Observation

Imagining Eating Can Reduce How Much We Eat

This is a photo of a candied appleIt’s Halloween and your kid has returned from trick-or-treating with a haul of epic proportions. You have a sweet tooth that is hard to deny. How can you fend off your inner candy glutton?

Although we might believe that focusing on a food only will only make us crave it more, a study from researchers at Carnegie Mellon, published in the journal Science, suggests that imagining eating the candy may actually help you to eat less of it.

In the study, participants imagined performing 33 repetitive actions, one at a time. A control group imagined inserting 33 quarters into a laundry machine. A second group imagined inserting 30 quarters into a laundry machine and then imagined eating three M&Ms. A third group imagined inserting three quarters into a laundry machine and then imagined eating 30 M&Ms. After all this imagining, the participants were allowed to eat freely from a bowl filled with real M&Ms. The results show that participants who imagined eating 30 M&Ms ate significantly fewer in real life than did the participants in the other two groups.

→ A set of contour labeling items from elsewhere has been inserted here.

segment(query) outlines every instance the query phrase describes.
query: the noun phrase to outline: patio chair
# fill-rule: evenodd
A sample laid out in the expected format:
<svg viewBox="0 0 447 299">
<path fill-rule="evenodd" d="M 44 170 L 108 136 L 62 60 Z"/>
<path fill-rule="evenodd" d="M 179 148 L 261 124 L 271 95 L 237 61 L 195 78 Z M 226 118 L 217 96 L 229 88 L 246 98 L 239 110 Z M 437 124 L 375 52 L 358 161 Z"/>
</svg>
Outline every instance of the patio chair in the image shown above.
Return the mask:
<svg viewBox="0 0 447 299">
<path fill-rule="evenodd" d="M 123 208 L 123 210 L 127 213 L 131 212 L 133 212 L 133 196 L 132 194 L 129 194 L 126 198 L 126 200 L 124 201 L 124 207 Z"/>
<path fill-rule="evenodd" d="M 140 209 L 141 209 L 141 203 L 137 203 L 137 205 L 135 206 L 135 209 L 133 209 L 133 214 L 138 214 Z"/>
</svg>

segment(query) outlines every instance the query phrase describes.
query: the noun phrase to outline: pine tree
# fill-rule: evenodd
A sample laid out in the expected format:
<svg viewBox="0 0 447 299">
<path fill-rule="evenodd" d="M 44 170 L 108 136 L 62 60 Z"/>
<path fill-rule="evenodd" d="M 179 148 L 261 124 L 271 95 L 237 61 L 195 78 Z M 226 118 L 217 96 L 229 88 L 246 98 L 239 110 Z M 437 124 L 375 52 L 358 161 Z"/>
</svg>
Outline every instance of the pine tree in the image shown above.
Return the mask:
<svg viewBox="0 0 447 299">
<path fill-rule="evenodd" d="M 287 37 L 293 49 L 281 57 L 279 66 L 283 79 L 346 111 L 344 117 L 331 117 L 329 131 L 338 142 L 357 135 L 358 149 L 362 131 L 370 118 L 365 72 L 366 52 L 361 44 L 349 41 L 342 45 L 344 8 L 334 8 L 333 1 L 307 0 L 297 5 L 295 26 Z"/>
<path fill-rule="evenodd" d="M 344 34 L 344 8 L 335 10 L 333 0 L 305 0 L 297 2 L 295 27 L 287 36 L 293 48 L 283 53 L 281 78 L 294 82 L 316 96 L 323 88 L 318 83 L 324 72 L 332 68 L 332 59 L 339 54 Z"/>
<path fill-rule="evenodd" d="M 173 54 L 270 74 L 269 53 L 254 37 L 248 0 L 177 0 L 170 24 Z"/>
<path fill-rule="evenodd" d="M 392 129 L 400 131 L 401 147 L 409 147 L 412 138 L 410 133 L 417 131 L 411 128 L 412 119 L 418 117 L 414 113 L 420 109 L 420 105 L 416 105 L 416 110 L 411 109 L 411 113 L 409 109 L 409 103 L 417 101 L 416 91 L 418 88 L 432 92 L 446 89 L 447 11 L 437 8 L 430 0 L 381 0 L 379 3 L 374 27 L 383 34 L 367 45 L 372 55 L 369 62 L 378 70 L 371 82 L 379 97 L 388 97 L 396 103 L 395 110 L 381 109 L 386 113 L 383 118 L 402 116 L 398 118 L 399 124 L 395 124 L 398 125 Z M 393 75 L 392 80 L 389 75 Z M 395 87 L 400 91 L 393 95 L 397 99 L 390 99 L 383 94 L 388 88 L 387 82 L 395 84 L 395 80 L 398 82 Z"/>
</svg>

The authors point out that just thinking about candy or imagining eating any food won’t do the trick — you have to imagine eating the specific food in question. They argue that the process of visualization can help to “trick” the brain, substituting for the actual experience of eating. According to the authors, these findings may be helpful in developing interventions that help reduce cravings for unhealthy food, drugs, or cigarettes.